Letter
to All Ontario Federal Election 2006 Candidates
Ontario's 7 Grain and Oilseed organizations represent the interests of Ontario's
field crop sector which:
| * | Produced field crops worth $3.6 billion in farm gate sales in 2004 |
| * | Is the largest field crop sector of any Canadian province |
| * | On Ontario's total cropland of 3.6 million hectares, 85,000 farm operators devoted 2.4 million hectares to the major field crops |
| * | Ontario's field crop sector is the foundation for much of the rest of agriculture and the rural economy providing feed for livestock, feedstock for further food and industrial processing, as well as products for direct human consumption. |
Financial Crisis
The Ontario grain and oilseed sector is in serious financial difficulty caused
by factors beyond an individual farmer's ability to control, specifically foreign
market interference and in particular 20 years of U.S. Farm Bill agricultural
subsidies which artificially depress prices for the commodities we produce.
Results of the Current Agricultural Policy Environment in Canada
Operating under
a Canadian agricultural policy environment totally different than the US Farm
Bill has produced dramatically different results. Not being covered by the US
Farm Bill has meant:
| * | " In 2003-2005 while US agriculture enjoyed its best three years in a decade, the same years will be the three worst years of Canadian Realized Farm Net Income in recorded history; |
| * | " In the decade 1993-2003, Canadian farm debt doubled to $47.7 billion and average Realized Net Farm Income fell 5% every year; |
| * | " While per farm income in the US in 2004 was Cdn$ 43,178, per farm Net Cash Income in Canada was Cdn$24,606. |
| * | " While average per farm debt in the US in 2003 was Cdn$113,402, average per farm debt in Canada in 2003 was Cdn$199,024. |
| * | " Since the introduction of the 1995/96 US Farm Bill, Canadian agricultural exports have continued to expand sharply, but Canadian net farm income from the marketplace has plummeted to record lows and has been negative five of the last six years. |
Such statistics demonstrate that the agricultural policy environment in Canada has failed. Exporting more volume at artificially depressed prices has not resulted in profitability at the farm level.
Such statistics demonstrate vividly that the single biggest issue in Canadian farm policy must be dealing with the negative impact of US farm policy.

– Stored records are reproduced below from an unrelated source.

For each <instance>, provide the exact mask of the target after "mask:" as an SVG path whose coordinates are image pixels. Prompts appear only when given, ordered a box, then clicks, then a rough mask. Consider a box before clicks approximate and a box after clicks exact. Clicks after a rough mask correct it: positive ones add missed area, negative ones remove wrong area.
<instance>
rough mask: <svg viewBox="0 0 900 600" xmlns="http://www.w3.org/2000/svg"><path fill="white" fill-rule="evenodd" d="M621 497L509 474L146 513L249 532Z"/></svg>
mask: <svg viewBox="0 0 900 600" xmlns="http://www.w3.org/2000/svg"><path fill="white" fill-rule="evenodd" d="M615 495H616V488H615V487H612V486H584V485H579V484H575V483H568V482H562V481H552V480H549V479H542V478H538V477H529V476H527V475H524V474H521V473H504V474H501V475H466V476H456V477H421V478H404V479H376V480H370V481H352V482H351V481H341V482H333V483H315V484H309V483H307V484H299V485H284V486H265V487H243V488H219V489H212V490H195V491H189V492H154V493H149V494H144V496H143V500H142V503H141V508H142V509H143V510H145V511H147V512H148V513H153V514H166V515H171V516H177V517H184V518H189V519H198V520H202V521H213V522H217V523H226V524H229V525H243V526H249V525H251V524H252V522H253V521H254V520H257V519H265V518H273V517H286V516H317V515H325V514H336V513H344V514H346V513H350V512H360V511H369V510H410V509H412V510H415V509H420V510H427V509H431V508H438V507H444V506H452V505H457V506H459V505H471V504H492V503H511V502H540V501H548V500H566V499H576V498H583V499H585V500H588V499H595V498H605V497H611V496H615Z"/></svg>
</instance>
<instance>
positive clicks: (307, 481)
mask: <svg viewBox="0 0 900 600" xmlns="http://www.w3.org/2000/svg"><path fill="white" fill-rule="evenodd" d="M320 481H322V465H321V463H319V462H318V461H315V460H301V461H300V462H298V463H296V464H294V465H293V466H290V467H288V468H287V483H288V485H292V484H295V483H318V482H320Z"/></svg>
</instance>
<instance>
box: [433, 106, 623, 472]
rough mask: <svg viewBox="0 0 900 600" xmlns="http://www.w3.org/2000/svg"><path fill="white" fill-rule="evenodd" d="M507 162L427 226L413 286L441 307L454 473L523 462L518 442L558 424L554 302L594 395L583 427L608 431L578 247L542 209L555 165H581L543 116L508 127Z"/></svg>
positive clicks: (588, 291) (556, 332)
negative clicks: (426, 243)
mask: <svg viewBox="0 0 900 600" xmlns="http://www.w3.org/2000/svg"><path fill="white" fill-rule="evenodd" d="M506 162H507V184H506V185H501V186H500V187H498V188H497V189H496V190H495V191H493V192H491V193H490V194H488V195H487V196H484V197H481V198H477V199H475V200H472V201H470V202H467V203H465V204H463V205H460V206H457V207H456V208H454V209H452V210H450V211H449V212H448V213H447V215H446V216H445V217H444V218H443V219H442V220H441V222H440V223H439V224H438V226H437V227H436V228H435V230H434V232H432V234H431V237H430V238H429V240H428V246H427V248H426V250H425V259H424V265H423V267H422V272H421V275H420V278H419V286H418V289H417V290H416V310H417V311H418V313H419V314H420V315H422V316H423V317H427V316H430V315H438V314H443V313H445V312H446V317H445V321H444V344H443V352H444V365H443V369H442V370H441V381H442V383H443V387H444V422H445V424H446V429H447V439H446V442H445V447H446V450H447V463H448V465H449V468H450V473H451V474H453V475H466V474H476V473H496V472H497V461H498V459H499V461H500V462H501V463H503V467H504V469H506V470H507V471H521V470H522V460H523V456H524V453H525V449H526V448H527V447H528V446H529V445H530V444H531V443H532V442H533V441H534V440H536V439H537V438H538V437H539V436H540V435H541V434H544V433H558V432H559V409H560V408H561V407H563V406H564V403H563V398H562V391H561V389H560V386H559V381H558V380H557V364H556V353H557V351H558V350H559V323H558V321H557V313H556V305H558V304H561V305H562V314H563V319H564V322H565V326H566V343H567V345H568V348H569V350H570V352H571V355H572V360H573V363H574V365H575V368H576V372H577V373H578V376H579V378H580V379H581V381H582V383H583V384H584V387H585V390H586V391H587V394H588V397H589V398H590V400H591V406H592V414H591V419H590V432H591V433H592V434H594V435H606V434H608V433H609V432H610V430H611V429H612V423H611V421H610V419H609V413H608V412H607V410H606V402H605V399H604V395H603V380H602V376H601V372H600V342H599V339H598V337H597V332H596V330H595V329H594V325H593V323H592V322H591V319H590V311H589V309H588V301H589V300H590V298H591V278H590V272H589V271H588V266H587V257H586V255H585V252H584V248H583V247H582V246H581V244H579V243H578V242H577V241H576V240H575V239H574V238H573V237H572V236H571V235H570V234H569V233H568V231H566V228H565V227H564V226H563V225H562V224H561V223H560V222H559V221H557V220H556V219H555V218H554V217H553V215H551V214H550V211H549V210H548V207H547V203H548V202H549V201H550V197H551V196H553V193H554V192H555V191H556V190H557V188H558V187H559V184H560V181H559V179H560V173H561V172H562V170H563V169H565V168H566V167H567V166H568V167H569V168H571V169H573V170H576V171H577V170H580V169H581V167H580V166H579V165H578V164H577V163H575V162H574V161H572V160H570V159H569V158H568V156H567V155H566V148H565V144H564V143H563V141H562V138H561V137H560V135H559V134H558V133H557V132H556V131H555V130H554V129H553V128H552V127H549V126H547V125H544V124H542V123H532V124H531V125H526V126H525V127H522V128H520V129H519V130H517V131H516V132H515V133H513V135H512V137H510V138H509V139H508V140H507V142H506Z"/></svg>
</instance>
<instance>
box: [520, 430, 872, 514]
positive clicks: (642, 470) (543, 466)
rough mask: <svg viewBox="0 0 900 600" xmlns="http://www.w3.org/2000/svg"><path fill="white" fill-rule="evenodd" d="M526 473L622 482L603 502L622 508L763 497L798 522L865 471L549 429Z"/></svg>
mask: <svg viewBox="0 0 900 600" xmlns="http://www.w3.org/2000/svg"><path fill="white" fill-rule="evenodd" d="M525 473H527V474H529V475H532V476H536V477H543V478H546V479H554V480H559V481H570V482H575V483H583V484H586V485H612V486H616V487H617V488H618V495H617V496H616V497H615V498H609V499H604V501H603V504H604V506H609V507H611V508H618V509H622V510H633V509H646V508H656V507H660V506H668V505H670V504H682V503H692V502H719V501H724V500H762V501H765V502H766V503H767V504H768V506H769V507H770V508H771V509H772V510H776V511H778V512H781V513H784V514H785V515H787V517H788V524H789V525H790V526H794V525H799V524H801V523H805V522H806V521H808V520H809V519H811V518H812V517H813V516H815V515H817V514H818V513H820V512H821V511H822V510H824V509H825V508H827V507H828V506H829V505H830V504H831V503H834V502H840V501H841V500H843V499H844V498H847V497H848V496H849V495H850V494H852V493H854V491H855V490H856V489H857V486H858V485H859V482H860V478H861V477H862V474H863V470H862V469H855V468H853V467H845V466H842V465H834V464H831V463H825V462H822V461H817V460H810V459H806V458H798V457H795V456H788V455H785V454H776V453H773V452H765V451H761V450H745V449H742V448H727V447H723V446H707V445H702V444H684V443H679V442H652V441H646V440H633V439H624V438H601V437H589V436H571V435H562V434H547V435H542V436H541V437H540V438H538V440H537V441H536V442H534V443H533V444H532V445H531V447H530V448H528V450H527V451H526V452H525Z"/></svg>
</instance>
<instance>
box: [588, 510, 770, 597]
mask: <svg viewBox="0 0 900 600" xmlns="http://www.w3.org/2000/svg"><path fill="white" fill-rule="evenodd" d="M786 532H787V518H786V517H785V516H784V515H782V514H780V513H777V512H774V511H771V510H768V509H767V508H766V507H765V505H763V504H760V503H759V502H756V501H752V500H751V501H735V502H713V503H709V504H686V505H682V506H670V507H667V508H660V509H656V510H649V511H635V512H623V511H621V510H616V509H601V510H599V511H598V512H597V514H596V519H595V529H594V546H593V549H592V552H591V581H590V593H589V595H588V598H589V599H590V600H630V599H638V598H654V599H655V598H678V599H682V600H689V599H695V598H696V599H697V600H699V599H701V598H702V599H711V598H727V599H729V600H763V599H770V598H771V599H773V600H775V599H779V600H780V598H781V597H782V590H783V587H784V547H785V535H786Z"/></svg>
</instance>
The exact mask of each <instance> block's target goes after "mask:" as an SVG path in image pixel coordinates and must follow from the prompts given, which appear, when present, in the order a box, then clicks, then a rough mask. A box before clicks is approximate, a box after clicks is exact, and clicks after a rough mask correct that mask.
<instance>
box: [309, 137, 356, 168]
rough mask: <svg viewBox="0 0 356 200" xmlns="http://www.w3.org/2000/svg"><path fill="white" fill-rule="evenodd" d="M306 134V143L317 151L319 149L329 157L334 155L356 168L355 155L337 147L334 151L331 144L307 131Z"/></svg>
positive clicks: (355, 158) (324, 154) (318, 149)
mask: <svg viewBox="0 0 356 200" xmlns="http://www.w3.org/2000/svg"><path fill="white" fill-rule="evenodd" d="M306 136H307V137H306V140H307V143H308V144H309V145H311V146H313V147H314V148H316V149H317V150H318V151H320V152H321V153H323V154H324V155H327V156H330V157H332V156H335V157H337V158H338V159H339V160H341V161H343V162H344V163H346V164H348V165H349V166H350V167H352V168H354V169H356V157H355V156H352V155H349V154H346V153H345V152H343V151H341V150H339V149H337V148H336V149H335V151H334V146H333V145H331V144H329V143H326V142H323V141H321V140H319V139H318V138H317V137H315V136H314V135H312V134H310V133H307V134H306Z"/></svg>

Such statistics demonstrate vividly that changes are desperately needed in Canadian farm policy. Ontario farmers have developed the solution, our Risk Management Program. We need your help to get it implemented.
Our Solution
Grain and oilseed
producers need assistance to address three risks beyond their individual ability
to manage:
| * | production risk, |
| * | income stabilization, and |
| * | financial injury resulting from foreign market interference. |
Both levels of government now agree that while Production Insurance addresses the first risk, and the existing Canadian Agriculture Income Stabilization program may partially address the second, neither program addresses the financial injury to Canadian grain and oilseed producers caused by foreign subsidies and tariffs. Contemplated CAIS modifications cannot adequately resolve the issue either. Therefore, in addition to CAIS and PI, additional assistance to grain and oilseed producers is required until WTO agreements actually eliminate such injury.
We have therefore
proposed that:
| * | " Injury caused by foreign subsidies and tariffs be calculated annually for each Canadian grain and oilseed commodity; |
| * | " Funding equivalent to offset this calculated injury be distributed from the Federal government to individual provinces based on this calculation and provincial production of each commodity; |
| * | " This combined Federal/Provincial injury funding be paid to grain and oilseed producers in each province in a manner determined as most suitable by the individual provinces. |
In Ontario, our Risk Management Program is the solution.
To meet the needs of Ontario field crop farmers, Ontario farmers developed our Risk Management Program to make CAIS work more effectively for our sector. We propose that Federal funding allocated to Ontario as above would be used in Ontario, along with new provincial funding, to finance our RMP.
If you are elected
as an Ontario Member of Parliament, will you commit yourself and your Party
to implement our fully funded Risk Management Program in Ontario?